The rain was coming down in torrents. Fernande herself, on her way home, had been drenched to the skin. But this was not the time to think of wet and cold, of health or of prudence. She had thrown down her cloak in the hall and at once went up to her aunt's room.
The boudoir was dark, only from the next room there came the feeble rays of reflected light from the lamp. With a cry of burning anxiety Fernande ran to Madame. Denise de Mortain had knelt before the open window ever since her son's flying footsteps had ceased to resound through the château; she had knelt here absolutely prostrate with grief, her heart tortured with the desire to see her beloved son killed rather than openly disgraced. Fernande, as she bent over her, could feel that her arms and shoulders, her hands and her hair were soaked through. With gentle words and persuasive strength she tried to drag her away from the window.
"Ma tante," she said appealingly, "it is I—Fernande. Won't you speak to me?"
She felt a shiver going right through Denise's kneeling form; she racked her brain in wonderment as to what had caused this utter moral collapse in a woman who was always so full of indomitable energy.
"Ma tante!" she reiterated more firmly, "I pray you listen to me. There is something which I must tell you now—at once."
She managed gradually to raise Madame up in her own strong young arms, and to lead her to a chair close by. Denise was only half conscious. She sat in the chair, with her head rolling from left to right against its back, her eyes closed, her hands inert. Fernande ran into the bedroom. She brought in the lamp and a towel, and she dried Madame's face and hands and wiped the moisture from her dress and hair. Then she took the cold, numb hands in hers and began chafing them, rubbing the fingers, trying to infuse life into them with her warm breath.

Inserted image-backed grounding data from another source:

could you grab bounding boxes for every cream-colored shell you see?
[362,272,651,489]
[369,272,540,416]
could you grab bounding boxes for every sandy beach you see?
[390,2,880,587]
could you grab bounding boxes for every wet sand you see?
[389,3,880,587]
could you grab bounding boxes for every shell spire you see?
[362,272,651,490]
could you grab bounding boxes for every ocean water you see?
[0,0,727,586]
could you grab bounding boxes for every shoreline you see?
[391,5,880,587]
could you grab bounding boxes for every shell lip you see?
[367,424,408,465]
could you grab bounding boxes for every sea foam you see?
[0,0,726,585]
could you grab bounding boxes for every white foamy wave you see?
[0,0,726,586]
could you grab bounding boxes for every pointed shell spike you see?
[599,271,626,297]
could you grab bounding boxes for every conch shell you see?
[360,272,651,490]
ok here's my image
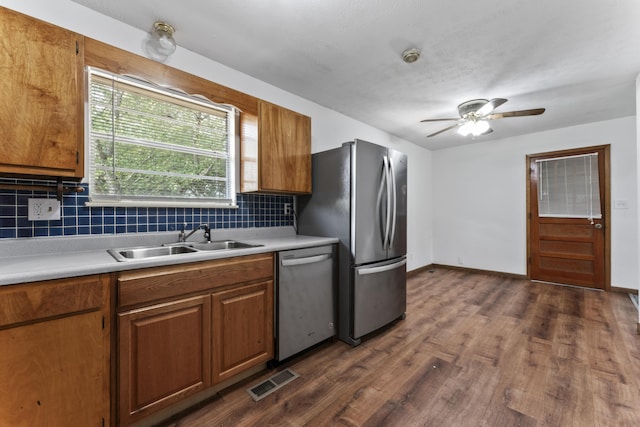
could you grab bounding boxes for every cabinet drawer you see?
[118,253,274,309]
[0,275,106,328]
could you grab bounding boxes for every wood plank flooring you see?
[161,268,640,427]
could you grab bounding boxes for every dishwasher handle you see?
[357,258,407,276]
[281,253,331,267]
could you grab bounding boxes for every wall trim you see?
[407,264,435,278]
[610,286,637,294]
[427,264,528,280]
[420,264,632,294]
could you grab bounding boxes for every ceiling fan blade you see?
[426,122,462,137]
[475,98,508,116]
[487,108,545,120]
[420,118,461,123]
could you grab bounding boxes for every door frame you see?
[526,144,611,291]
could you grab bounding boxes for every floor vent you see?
[247,368,299,401]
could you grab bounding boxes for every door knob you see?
[594,223,603,229]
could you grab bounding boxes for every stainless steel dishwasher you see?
[276,245,336,361]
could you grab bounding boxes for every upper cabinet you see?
[241,101,312,194]
[0,7,84,179]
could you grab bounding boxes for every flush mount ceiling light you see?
[146,21,176,62]
[402,48,421,64]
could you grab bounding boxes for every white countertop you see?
[0,227,338,286]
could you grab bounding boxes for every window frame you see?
[535,152,602,220]
[85,67,239,209]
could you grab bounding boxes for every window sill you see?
[85,200,238,209]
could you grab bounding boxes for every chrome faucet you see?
[178,223,211,242]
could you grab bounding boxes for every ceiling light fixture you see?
[146,21,176,62]
[458,119,490,136]
[402,48,421,64]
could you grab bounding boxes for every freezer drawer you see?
[352,257,406,340]
[276,245,336,361]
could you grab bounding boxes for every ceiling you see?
[71,0,640,150]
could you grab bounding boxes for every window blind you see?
[87,67,237,207]
[536,153,601,219]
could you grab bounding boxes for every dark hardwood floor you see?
[163,268,640,427]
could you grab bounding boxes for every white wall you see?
[433,116,638,289]
[636,73,640,325]
[0,0,434,271]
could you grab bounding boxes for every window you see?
[86,67,238,207]
[536,153,602,219]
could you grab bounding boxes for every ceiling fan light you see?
[474,120,490,135]
[423,97,544,138]
[458,121,474,136]
[458,120,490,137]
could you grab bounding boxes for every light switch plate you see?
[28,198,61,221]
[614,200,629,209]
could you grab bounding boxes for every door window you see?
[536,153,601,220]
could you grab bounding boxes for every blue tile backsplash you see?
[0,178,294,239]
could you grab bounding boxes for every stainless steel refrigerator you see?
[297,139,407,346]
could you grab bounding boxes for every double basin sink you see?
[108,240,263,262]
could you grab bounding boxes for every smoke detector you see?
[402,48,421,64]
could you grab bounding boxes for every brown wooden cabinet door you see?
[0,275,109,427]
[118,295,211,425]
[257,101,311,194]
[0,6,84,178]
[212,280,274,383]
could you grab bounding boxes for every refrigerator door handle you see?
[357,258,407,276]
[281,254,331,267]
[376,158,387,249]
[380,155,391,250]
[389,157,397,247]
[383,155,392,249]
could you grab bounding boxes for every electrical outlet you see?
[284,203,292,215]
[28,198,61,221]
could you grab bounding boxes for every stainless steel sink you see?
[108,240,263,262]
[190,240,262,251]
[108,245,199,262]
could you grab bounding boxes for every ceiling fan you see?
[420,98,545,137]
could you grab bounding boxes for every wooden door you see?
[528,146,609,289]
[118,295,211,425]
[212,280,274,383]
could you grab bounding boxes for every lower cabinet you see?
[0,275,111,427]
[117,253,274,426]
[118,295,211,425]
[212,280,274,383]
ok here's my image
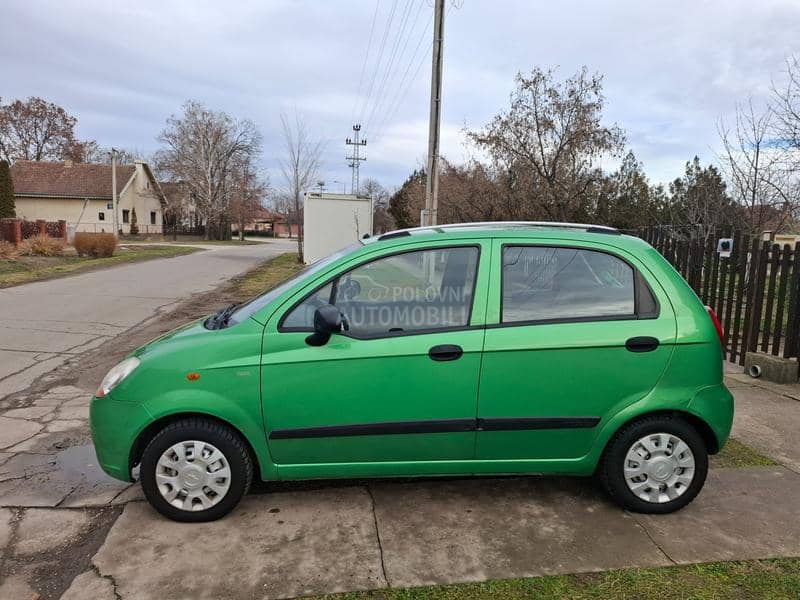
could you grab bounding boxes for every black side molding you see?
[477,417,600,431]
[269,418,475,440]
[269,416,600,440]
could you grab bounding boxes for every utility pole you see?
[423,0,445,227]
[111,148,118,235]
[346,124,367,195]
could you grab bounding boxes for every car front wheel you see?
[140,418,253,522]
[599,416,708,514]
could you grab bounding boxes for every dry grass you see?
[0,240,19,259]
[18,234,65,257]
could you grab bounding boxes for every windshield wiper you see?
[206,303,240,330]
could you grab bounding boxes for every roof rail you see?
[375,221,620,240]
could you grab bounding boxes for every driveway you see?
[0,239,294,401]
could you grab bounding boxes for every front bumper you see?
[90,394,153,482]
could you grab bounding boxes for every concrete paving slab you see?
[14,507,90,555]
[0,416,43,450]
[731,384,800,473]
[45,419,84,433]
[0,575,36,600]
[370,477,671,588]
[93,488,385,599]
[61,569,117,600]
[637,467,800,564]
[0,507,13,551]
[2,406,54,420]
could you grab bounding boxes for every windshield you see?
[227,242,361,325]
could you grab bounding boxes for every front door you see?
[476,240,676,460]
[262,243,489,467]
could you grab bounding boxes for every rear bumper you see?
[687,383,734,451]
[90,395,152,482]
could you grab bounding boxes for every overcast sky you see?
[3,0,799,193]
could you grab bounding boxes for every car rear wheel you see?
[599,415,708,514]
[140,418,253,522]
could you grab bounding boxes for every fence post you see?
[760,244,781,353]
[729,234,751,363]
[784,242,800,359]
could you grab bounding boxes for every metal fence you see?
[639,227,800,366]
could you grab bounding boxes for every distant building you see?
[10,159,165,234]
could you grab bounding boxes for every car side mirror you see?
[306,304,346,346]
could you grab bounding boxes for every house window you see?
[150,211,156,225]
[98,212,105,221]
[122,209,130,224]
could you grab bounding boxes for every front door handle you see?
[625,336,660,353]
[428,344,463,361]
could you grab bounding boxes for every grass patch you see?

After a while consciousness began to return. The head ceased its weird rolling, and lay quite still against the back of the chair. A certain degree of warmth communicated itself to the fingers and an occasional tremor shook the pain-wearied frame.
Then Madame la Marquise opened her eyes. For a moment or two she looked round her dazed, and still held in the arms of semi-consciousness. She looked straight into the lamp, and the pupils of her eyes slowly contracted until they appeared like small pin-points, with the iris round them steely and pale.
Then her gaze fastened itself on Fernande—first on the hem of her gown, wet and muddy after the long tramp through the rain; then it wandered up by degrees to the girl's slender, white hands, with the delicate fingers interlaced and the diamond ring—Laurent's gift—gleaming in the lamplight.
Then she met the girl's blue eyes fixed compassionately, tenderly upon her. In a moment full consciousness returned to her. She drew herself up, and, leaning her hands against the arms of the chair, she was able to struggle to her feet.